小さい頃に両親が離婚し、以後父とは長年音信不通だった。最近になって突然父の弟という人から連絡があり「あなたのお父さんが亡くなったが、生前のお父さんの意向に従い遺産については同居していた自分が全て取得したい。ついては唯一の相続人であるあなたに協力して欲しい」ということだった。突然のことで驚いたが、父とは長年疎遠だったこともあり、場合によっては協力したい。ただ、そもそもどのような遺産があるかはっきりしないので、どのように対応したらよいか困っている。
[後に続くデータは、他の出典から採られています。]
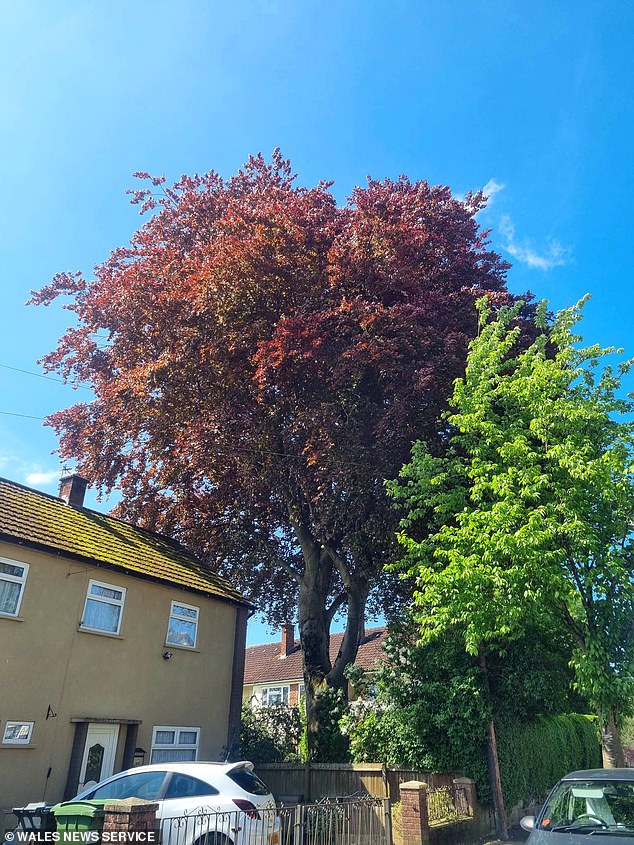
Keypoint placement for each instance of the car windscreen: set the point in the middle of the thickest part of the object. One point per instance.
(249, 781)
(138, 785)
(590, 806)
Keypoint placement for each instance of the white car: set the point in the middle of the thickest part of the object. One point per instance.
(199, 803)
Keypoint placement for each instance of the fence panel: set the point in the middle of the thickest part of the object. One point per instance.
(293, 782)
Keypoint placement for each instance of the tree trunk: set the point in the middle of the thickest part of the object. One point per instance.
(611, 748)
(493, 764)
(321, 677)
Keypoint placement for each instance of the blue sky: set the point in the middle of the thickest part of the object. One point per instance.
(534, 100)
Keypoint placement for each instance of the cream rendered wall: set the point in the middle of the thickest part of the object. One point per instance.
(46, 661)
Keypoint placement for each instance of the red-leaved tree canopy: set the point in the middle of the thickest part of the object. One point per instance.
(262, 360)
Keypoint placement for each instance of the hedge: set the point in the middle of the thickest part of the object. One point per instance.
(533, 756)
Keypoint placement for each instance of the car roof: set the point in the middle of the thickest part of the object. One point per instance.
(601, 774)
(198, 768)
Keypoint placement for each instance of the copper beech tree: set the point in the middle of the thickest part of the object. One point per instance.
(261, 360)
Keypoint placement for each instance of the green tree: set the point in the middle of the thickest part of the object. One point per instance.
(531, 508)
(431, 709)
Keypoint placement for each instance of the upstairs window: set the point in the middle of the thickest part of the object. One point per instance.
(103, 608)
(183, 625)
(274, 695)
(12, 581)
(174, 745)
(17, 733)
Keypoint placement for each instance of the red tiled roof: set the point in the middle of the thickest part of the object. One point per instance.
(263, 662)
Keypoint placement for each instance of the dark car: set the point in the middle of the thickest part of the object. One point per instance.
(594, 802)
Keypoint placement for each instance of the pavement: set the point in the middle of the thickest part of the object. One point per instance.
(517, 836)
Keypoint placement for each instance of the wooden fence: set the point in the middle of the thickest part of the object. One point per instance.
(293, 783)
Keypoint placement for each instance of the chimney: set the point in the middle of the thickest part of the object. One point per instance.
(72, 489)
(288, 639)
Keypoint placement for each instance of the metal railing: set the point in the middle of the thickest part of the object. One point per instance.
(360, 821)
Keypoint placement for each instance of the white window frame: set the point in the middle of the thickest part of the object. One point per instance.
(20, 741)
(274, 686)
(116, 602)
(162, 746)
(180, 618)
(15, 579)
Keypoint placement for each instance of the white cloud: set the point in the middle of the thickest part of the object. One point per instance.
(492, 188)
(43, 479)
(555, 255)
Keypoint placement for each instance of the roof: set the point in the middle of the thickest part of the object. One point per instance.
(40, 521)
(601, 774)
(263, 662)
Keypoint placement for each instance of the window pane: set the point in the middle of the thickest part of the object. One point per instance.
(11, 569)
(102, 616)
(17, 732)
(181, 632)
(173, 755)
(9, 596)
(106, 592)
(181, 610)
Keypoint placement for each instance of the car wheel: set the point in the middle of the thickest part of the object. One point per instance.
(213, 839)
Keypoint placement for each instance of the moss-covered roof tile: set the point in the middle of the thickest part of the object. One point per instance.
(37, 519)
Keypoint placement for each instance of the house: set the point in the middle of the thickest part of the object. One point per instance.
(274, 674)
(117, 647)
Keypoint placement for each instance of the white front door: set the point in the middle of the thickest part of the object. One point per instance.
(99, 753)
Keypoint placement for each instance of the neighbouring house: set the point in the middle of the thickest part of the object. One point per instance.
(274, 674)
(118, 647)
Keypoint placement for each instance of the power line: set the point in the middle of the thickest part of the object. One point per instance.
(41, 375)
(25, 416)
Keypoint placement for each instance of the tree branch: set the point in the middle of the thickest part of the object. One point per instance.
(336, 604)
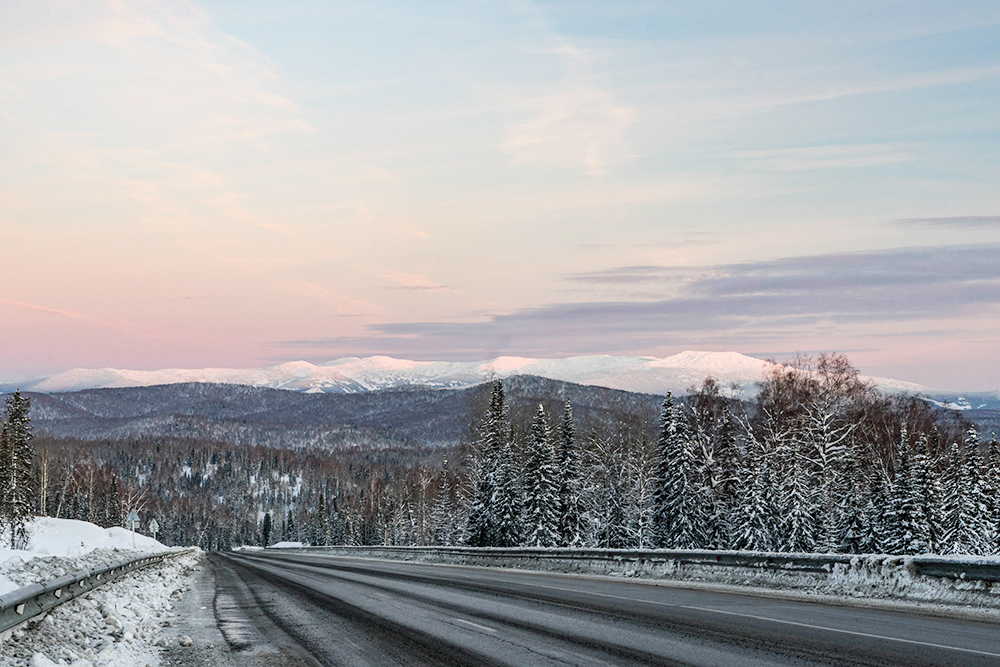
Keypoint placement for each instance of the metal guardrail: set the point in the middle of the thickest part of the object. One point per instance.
(985, 568)
(22, 604)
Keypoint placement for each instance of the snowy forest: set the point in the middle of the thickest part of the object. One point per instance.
(817, 461)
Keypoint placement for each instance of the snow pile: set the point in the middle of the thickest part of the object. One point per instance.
(120, 624)
(57, 547)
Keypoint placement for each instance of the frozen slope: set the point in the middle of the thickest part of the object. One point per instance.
(651, 375)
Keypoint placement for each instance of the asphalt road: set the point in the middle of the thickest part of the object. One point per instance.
(348, 611)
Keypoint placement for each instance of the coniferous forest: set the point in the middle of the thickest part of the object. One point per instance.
(818, 461)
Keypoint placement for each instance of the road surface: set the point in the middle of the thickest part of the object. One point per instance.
(349, 611)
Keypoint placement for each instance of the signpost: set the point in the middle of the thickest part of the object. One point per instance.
(133, 523)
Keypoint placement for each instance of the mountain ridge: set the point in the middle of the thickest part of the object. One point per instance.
(640, 374)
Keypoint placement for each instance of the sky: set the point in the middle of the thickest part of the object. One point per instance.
(243, 183)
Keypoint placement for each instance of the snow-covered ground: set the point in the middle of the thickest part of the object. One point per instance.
(864, 580)
(120, 624)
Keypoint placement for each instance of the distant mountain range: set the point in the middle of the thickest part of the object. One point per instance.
(245, 415)
(386, 402)
(648, 375)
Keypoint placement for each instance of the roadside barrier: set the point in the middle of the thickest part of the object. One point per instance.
(964, 568)
(23, 604)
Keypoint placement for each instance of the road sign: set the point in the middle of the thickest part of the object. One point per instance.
(132, 523)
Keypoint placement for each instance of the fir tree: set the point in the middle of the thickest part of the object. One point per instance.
(851, 510)
(991, 488)
(798, 501)
(506, 505)
(926, 492)
(265, 530)
(614, 532)
(17, 491)
(964, 510)
(872, 525)
(679, 519)
(541, 503)
(901, 531)
(570, 484)
(754, 527)
(494, 457)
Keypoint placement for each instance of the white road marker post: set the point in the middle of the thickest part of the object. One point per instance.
(133, 523)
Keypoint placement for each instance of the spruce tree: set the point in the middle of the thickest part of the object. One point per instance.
(991, 486)
(570, 484)
(963, 505)
(900, 537)
(17, 492)
(666, 454)
(679, 518)
(926, 494)
(798, 501)
(494, 455)
(851, 510)
(754, 525)
(265, 530)
(506, 505)
(541, 499)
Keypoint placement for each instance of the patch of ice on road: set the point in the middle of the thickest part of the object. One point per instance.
(286, 545)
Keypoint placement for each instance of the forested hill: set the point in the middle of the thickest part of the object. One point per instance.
(274, 417)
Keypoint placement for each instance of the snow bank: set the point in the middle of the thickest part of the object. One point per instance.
(121, 624)
(62, 546)
(116, 625)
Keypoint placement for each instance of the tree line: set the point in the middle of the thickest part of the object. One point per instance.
(817, 461)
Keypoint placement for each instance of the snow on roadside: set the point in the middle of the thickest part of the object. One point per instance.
(116, 625)
(63, 546)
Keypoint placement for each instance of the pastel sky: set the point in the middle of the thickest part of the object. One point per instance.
(241, 183)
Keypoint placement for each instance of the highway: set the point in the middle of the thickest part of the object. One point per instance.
(360, 612)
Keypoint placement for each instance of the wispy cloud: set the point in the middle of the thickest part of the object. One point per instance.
(758, 301)
(341, 304)
(955, 221)
(828, 157)
(414, 281)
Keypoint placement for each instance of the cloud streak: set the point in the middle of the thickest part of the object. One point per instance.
(955, 221)
(757, 301)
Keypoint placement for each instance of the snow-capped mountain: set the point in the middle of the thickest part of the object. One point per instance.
(648, 375)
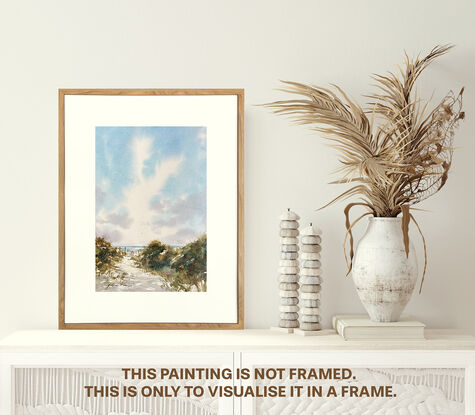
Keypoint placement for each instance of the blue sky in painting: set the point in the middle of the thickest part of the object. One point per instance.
(150, 184)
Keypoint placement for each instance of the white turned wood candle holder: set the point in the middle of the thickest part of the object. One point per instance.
(310, 281)
(288, 272)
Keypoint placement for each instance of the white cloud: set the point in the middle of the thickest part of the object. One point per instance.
(138, 197)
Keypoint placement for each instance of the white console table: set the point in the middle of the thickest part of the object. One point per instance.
(24, 355)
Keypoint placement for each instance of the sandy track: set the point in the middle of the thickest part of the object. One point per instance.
(137, 279)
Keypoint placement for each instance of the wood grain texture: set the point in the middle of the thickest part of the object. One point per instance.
(62, 325)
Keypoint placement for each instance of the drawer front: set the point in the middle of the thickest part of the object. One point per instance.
(88, 383)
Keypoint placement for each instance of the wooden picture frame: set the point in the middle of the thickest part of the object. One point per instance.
(69, 97)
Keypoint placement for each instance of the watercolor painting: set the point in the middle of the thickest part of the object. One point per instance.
(151, 209)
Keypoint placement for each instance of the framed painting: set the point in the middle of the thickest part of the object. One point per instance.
(151, 209)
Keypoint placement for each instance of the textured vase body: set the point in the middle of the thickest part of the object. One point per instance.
(384, 277)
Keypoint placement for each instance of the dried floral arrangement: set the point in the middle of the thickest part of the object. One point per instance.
(395, 152)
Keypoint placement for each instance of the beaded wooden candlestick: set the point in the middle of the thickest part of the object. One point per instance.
(288, 272)
(310, 281)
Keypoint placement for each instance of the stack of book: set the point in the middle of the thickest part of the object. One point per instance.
(360, 327)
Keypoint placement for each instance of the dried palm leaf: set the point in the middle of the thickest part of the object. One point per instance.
(399, 156)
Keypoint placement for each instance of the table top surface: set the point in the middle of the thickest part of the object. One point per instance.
(252, 339)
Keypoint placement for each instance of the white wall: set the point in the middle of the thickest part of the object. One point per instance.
(51, 44)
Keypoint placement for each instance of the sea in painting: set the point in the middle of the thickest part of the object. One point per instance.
(151, 209)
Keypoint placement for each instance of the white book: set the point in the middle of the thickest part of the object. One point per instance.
(360, 327)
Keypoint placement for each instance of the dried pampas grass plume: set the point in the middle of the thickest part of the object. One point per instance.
(395, 152)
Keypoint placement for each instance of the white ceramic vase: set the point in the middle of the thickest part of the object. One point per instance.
(383, 275)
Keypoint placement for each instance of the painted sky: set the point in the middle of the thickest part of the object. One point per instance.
(150, 184)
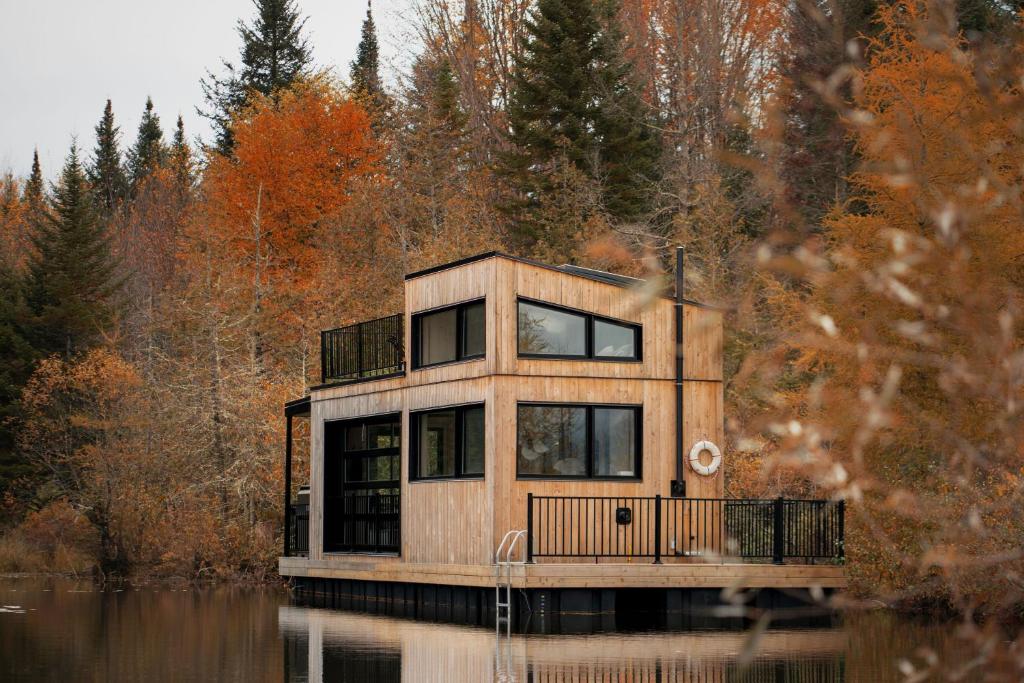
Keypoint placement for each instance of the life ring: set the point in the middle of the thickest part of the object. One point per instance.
(716, 458)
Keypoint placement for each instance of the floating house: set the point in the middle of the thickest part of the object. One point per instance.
(551, 429)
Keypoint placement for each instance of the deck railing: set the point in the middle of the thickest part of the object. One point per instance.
(374, 348)
(768, 530)
(297, 527)
(370, 522)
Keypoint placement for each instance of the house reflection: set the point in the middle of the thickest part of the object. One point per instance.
(325, 646)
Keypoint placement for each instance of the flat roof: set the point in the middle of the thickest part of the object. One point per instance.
(569, 269)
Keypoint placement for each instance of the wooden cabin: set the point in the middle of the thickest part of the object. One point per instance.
(537, 414)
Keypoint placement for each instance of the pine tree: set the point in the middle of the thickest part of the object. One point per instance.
(35, 194)
(105, 173)
(148, 152)
(274, 54)
(181, 163)
(72, 274)
(16, 361)
(365, 71)
(573, 100)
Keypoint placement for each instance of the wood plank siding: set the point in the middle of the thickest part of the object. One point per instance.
(458, 523)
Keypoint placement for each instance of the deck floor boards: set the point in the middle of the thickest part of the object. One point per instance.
(605, 574)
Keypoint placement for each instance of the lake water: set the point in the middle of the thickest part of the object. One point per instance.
(60, 630)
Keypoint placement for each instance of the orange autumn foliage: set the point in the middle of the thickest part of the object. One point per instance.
(294, 163)
(900, 370)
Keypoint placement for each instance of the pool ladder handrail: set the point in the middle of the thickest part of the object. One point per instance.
(503, 608)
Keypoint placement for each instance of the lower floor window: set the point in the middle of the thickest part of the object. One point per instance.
(448, 443)
(578, 441)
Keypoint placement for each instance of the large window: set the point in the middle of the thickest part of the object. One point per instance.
(448, 443)
(558, 440)
(451, 334)
(547, 331)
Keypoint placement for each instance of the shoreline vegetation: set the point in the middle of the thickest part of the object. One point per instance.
(846, 178)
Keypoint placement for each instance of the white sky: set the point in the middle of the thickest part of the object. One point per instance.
(60, 59)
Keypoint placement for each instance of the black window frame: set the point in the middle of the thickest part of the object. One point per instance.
(460, 427)
(638, 444)
(346, 454)
(460, 324)
(590, 319)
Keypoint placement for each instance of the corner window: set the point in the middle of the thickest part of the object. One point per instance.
(547, 331)
(557, 440)
(455, 333)
(448, 443)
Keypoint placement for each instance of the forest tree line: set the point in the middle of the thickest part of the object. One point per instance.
(845, 174)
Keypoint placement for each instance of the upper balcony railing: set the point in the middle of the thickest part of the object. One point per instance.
(374, 348)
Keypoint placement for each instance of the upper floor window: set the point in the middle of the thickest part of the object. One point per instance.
(565, 440)
(446, 335)
(547, 331)
(448, 443)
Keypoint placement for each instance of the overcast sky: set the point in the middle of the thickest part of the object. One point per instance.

弁護士に依頼して遺産の調査をすることはできるのか。

事件の進行

本件のように、相続人と被相続人が生前全く交流がなかった、というケースは稀ではありますが、ないわけではありません。そのような場合の相続で何が困るかというと、そもそも遺産としてどのようなものがあるかが全くわからない、ということです。
被相続人と同居でもしていれば、郵便物や被相続人の話しぶりから、どのような財産があるかということはそれとなくわかるのですが、本件の場合にはそのような手がかりが全くありませんでした。
そこで、少なくとも預貯金は存在しただろうという見込みの下、被相続人が生前住んでおられた自宅周辺10キロ圏内の主要な金融機関の支店に対して被相続人名義の預貯金がないか、照会をかけました。金融機関に遺産の照会をする際には戸籍謄本の原本が必要なのですが、1つ照会をかけては原本を返還して貰って、また別の金融機関に照会をかけるということを繰り返しましたのでかなりの時間がかかりました。
しかし、時間をかけて粘り強く調査をした甲斐があり、複数の金融機関において被相続人名義の預貯金を発見することが出来ました。

弁護士からのコメント

この事案のように、弁護士が遺産の調査を依頼されることは非常に多いです。また、遺産分割交渉や遺留分減殺請求交渉の前提としても、遺産としてどのようなものが存在するかの調査は必須となります。
したがって、弁護士としては遺産を調査する様々な手法を知っておく必要があります。
詳細については、遺産分割協議に際しては,どのような点についてどのような調査を行えばいいのですかをご参照ください。
この事案のように金融機関に片っ端から照会をかけてみるというのは、時間はかかりますが、非常に初歩的かつ効果的な方法です。
また、不動産については、先ほどの記事も書いたように、当該不動産が存在すると考えられる市区町村の資産税課に「名寄せ帳」(なよせちょう)を申請する方法があります。この名寄せ帳には、当該市区町村内に存在する同一名義人の不動産(未登記物件含む)が全て記載されているので、被相続人名義の不動産の有無が確認できるのです。